7. Since VE dictates airmass and airflow, everything based off such tables will work better as well. Shift tables for automatics need to know how much power you're really making. If you're lying about VE, then this power estimation is also wrong, making the transmission misbehave.

In general, VE in itself is important. A lot of other things are derived by calculations based on numbers calculated from VE. It really ends up being a domino effect. If VE is meaningful and proper, then it forces other things to meaningful and proper as well. But if you botch/ignore VE, then the bad effects will propagate, making the entire tune a major hack, making the car drive horribly, and sending the tuner chasing his tail. You pick which domino effect you'd rather experience.

In the long run it's really just easier to do it Right.

Unscrewing a bad tune, Part 2

2006-12-04T03:07:00.000-05:00

Sunday mornings are usually connected to fuzzy slippers, eggs and bacon, extra long lounging session in the tub...but not today. Barely did I sit down in front of my computer, I was asked to look at some Forced Induction tunes. The guy asking these questions was rather skeptical about the correctness of some examples he's received. Of course, the people who he got the tunes were claiming their turbo setups running well.

So I dove into one of the tunes, and all the usual marks of a bad tune were there: arbitrary IFR, untouched VE and MAF curves, super aggressive PE triggers. The whole tune was pretty much based on the PE table, assuming identical boost and airflow at the same RPM, and ignoring all other variables. The car supposedly was running well at 10psi, making me wonder if I can learn something from it. In order to do that, I decided to 'unscrew' the hacked up tune.
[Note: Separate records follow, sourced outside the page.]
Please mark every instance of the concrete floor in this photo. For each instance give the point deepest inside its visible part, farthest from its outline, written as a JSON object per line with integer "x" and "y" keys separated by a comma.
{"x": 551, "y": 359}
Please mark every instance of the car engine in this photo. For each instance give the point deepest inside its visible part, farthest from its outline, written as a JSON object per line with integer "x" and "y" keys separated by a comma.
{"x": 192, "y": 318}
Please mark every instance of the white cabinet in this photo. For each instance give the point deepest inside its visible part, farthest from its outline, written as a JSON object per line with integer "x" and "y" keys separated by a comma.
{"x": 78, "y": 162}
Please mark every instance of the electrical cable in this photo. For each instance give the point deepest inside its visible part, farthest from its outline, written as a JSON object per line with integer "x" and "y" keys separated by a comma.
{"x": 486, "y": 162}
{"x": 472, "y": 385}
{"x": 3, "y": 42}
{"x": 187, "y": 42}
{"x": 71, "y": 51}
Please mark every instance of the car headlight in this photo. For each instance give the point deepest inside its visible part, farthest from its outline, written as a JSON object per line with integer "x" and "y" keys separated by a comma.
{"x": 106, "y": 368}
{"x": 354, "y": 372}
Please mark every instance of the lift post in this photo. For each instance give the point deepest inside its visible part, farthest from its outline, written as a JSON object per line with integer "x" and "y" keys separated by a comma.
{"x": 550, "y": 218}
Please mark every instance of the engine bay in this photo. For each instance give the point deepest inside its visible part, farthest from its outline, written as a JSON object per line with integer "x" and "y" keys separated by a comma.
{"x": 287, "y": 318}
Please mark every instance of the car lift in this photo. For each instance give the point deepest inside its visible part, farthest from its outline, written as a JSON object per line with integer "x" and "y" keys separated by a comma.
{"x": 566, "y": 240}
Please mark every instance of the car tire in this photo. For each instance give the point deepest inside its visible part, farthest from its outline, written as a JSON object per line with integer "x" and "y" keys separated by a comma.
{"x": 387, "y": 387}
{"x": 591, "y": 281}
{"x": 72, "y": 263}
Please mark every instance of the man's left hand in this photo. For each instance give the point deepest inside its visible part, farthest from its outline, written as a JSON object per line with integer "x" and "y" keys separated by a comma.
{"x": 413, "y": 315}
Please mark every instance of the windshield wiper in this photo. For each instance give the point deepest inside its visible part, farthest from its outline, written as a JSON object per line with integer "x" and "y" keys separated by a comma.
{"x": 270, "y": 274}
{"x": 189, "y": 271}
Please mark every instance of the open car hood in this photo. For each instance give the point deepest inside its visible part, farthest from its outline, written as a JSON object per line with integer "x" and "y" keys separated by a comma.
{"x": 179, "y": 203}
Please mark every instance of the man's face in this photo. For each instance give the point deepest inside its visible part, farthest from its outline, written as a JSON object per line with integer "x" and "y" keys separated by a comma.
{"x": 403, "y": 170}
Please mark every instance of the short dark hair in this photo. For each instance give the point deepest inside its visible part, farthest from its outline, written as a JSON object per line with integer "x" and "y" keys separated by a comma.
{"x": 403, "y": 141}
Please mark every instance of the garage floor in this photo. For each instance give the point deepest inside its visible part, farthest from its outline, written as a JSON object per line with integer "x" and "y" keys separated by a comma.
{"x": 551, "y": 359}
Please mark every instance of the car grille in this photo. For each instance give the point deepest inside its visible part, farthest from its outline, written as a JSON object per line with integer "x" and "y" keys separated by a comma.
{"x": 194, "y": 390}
If the measured AFR was correct, that would indicate that the final fueling decisions were made correctly, despite the wrong input data. Since this is a staple of every 'pro' tuner out there, I decided to see if it's possible to see if two wrongs can make a right.

Since the car was running in MAF mode, and the MAF signal completely maxed out by applying some healthy 10psi, I knew that the airflow figures are going to be wrong. While looking at the IFR table, I learned that the injector flow values were completely arbitrary. PE was the only real tuning device, and the resulting Pulse Width was the only non-wrong, non-fake value in the whole setup. Thus, task 1: calculate the IPW.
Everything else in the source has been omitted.